The first of the three Maine Lobster dishes was the Lobster Fricassée sitting on a bed of various mushrooms and ham along with an onion soubise as a mean of replacing traditional melted butter. It was beautifully presented. This dish was not only delicious but immediately makes a statement of refinement. The refined flavors of the dish demonstrate the talent of the Pierre Gagnaire chefs. However, I've felt the flavor of the dish tasted "too controlled" and expected as the earthiness of the dish was only tasted. It needed a wild factor whether it be acidity or something unexpected that makes Pierre Gagnaire famous of his dishes. Be that as it may, it was a very solid dish with all of its components refined.
Next to the first lobster dish was a Crab Cake along with a Shishito pepper. With nice breading on the side, it was filled with mostly crab and less filler which made me happy to dig right into it. The pepper served as a good cleanser.
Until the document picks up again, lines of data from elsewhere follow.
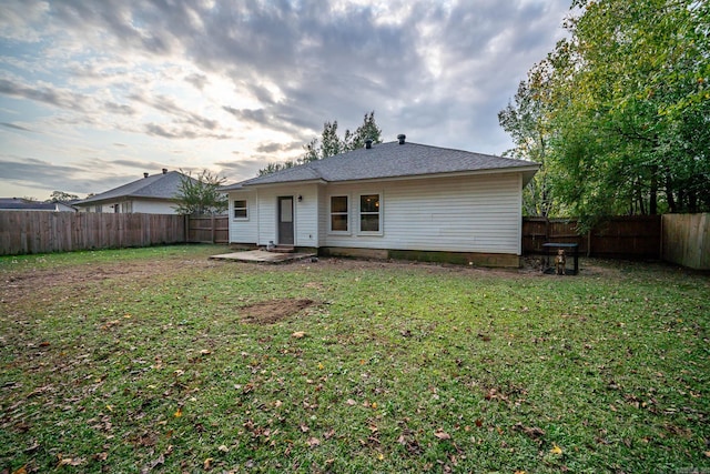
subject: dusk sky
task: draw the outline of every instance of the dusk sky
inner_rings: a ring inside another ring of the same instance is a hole
[[[569,0],[0,0],[0,196],[161,169],[227,183],[341,137],[503,154],[498,125]]]

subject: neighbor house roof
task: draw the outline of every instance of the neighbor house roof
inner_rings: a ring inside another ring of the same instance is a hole
[[[184,174],[178,171],[168,170],[153,175],[145,173],[144,178],[140,180],[102,192],[101,194],[94,194],[91,198],[79,201],[77,205],[135,198],[174,200],[178,198],[180,184],[184,177]]]
[[[0,210],[10,211],[75,211],[70,203],[40,202],[22,198],[0,198]]]
[[[344,182],[377,179],[424,178],[435,174],[519,171],[529,181],[539,164],[491,154],[398,141],[373,144],[323,160],[312,161],[222,188],[237,190],[261,184],[293,182]]]

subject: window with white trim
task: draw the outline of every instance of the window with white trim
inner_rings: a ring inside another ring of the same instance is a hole
[[[248,208],[246,206],[246,200],[240,199],[234,201],[234,219],[247,219]]]
[[[347,196],[331,196],[331,232],[347,232],[348,214],[347,214]]]
[[[361,194],[359,231],[381,232],[379,194]]]

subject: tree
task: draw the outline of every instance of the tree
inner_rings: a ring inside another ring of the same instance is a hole
[[[63,191],[53,191],[50,194],[48,202],[67,202],[67,201],[73,201],[75,199],[79,199],[77,194],[70,194]]]
[[[226,211],[227,198],[219,191],[225,178],[219,178],[207,170],[203,170],[196,179],[190,172],[185,174],[180,170],[180,173],[179,205],[175,206],[179,214],[221,214]]]
[[[545,74],[534,68],[528,79],[520,81],[515,103],[498,112],[500,127],[510,134],[515,148],[504,155],[540,163],[540,170],[523,191],[523,213],[529,216],[550,216],[560,212],[560,204],[550,192],[550,177],[546,167],[549,129],[545,114]]]
[[[258,170],[258,175],[271,174],[276,171],[286,170],[298,164],[322,160],[352,150],[365,147],[366,140],[373,143],[382,143],[382,130],[375,122],[375,111],[365,114],[363,123],[354,131],[345,130],[345,135],[341,139],[337,134],[337,120],[323,123],[321,140],[313,138],[303,149],[304,153],[295,161],[284,163],[268,163],[266,168]]]
[[[569,37],[536,68],[555,199],[582,223],[710,209],[710,7],[575,0]]]

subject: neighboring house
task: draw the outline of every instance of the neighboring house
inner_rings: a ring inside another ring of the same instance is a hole
[[[94,194],[74,205],[80,212],[175,214],[184,178],[184,174],[166,169],[160,174],[143,173],[143,179]]]
[[[230,242],[519,266],[539,164],[398,139],[222,188]]]
[[[77,212],[77,209],[64,202],[39,202],[21,198],[0,198],[0,211]]]

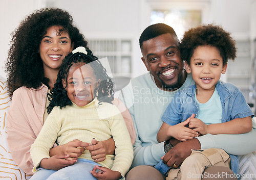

While not wasting any of the lobster, the final component of the Maine Lobster course is a Thai-inspired Lobster Bisque with its knuckles as the meat. The bisque was loaded with coconut milk and lemongrass. Inside the bisque, the noodles served to give it a nice bite of carbs to go well with the intensely rich bisque. I'm really impressed with this as not only could I taste the refinement in this bisque but it brought out Pierre Gagnaire's innovation of modernizing classical French dishes by adding outside components such as ingredients typically used in Asian cooking. This is a great example of how the fusion of cuisines should be properly done.
After eating ample portions of Hudson Valley Foie Gras and Maine Lobster, I was too full to order dessert which I was disappointed as Pierre Gagnaire is really known for his creative desserts as I've experienced firsthand in Tokyo. However, complements of the pastry chef, I was able to divulge in dessert canapes. I only remember the third one on the right being something of pistachio and the first one something of gingerbread. They were all great nonetheless.
I then opted for a digestif of Hennessy VSOP Cognac as a proper way to conclude an extravagant French meal.
After finishing my Cognac, I was given a complementary espresso.
My meal at Twist by Pierre Gagnaire was amazing. However if there's one thing I have to be critical is that some of the dishes, mainly the Lobster Fricassée, felt "scripted". I felt that there could have been more of Pierre Gagnaire's inventiveness in influencing the flavor of his dishes as some of the flavors, although delicious, didn't stand out.
Nevertheless, I would like to point out if I hadn't have already that all of the dishes were served with proper, technical and refined execution. In addition, there wasn't no bad dish whatsoever or any low points throughout the meal although I enjoyed the tuna canape the least. With the extremely high level of refinement in the food served at Twist along with its amazing formal service as all of the members of the waitstaff were extremely polite, friendly and attentive; if the Michelin were still around in Vegas when Twist opened, It would definitely deserve two Michelin stars. In addition, with each course containing three dishes that takes immense effort in order to create each of those dishes with great precision and refinement, the food served at Twist with the Foie Gras appetizer costing $50 and the Maine Lobster main course at $62 is of amazing value. Most other restaurants, particularly steakhouses, that would offer foie gras and lobster at around those prices or even higher I imagine don't come anywhere close to the refined dishes and service offered by Twist.
I have to say that it wasn't as exciting as my experience at Pierre Gagnaire in Tokyo (I imagine it's even more so at the main Pierre Gagnaire in Paris) with extremely inventive dishes that incorporates a whole lot of risk which ultimately paid off massively at the end. Be that as it may, I definitely will return to Twist to try other dishes with hopes that they might have more of Pierre Gagnaire's creativity and wildness while containing all of that in a refined manner.